Senator Tim Johnson (D-SD) is the latest Democratic elected official to come out in favor of same-sex marriage. Following last week’s announcements from senators Bill Nelson (D-FL), Heidi Heitkamp (D-ND), and Joe Donnelly (D-IN) in support of same-sex marriage, Senator Johnson’s decision makes him the 54th senator to “evolve” on this issue.
Johnson announced in a press release on Monday, “After lengthy consideration, my views have evolved sufficiently to support marriage equality legislation. This position doesn’t require any religious denomination to alter any of its tenets; it simply forbids government from discrimination regarding who can marry whom.”
It’s not entirely surprising that Senator Johnson, who will retire at the end of his term in 2014, voiced his support for same-sex marriage. In 2006, Johnson spoke out and voted against the Marriage Protection Act, which would have defined marriage as between a man and a woman, and in 2010 Johnson co-sponsored the Senate bill that repealed Don’t Ask, Don’t Tell.

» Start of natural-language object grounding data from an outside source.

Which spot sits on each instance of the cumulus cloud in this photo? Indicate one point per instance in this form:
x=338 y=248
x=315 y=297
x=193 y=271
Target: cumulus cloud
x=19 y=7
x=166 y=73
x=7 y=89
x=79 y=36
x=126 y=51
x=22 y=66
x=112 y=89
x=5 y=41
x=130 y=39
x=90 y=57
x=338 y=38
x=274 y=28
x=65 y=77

Three Democratic senators — Mary Landrieu (D-LA), Mark Pryor (D-AR), and Joe Manchin (D-WV) — have yet to throw their support behind gay marriage. Landrieu told CNN, “I’m a lot, like other people said, my views have evolved on this. But my state has a very strong constitutional amendment against gay marriage and I think I have to honor that.” Manchin told Talking Points Memo on Tuesday, “I believe that a marriage is a union between one man and one woman, my beliefs are guided by my faith, and I support the Defense of Marriage Act.” And Pryor told a local Arkansas television network, “I am opposed to gay marriage,” but in terms of same-sex couples receiving government benefits, Pryor said, “put me down in the undecided category.”
Senator Nelson’s support on April 4 marked the first time ever that a majority of the Senate has been in support of same-sex marriage. The continued support from senators, including Johnson and two Republicans—Rob Portman of Ohio and Mark Kirk of Illinois—demonstrates that public support for the measure is growing beyond Republican attempts to suppress it.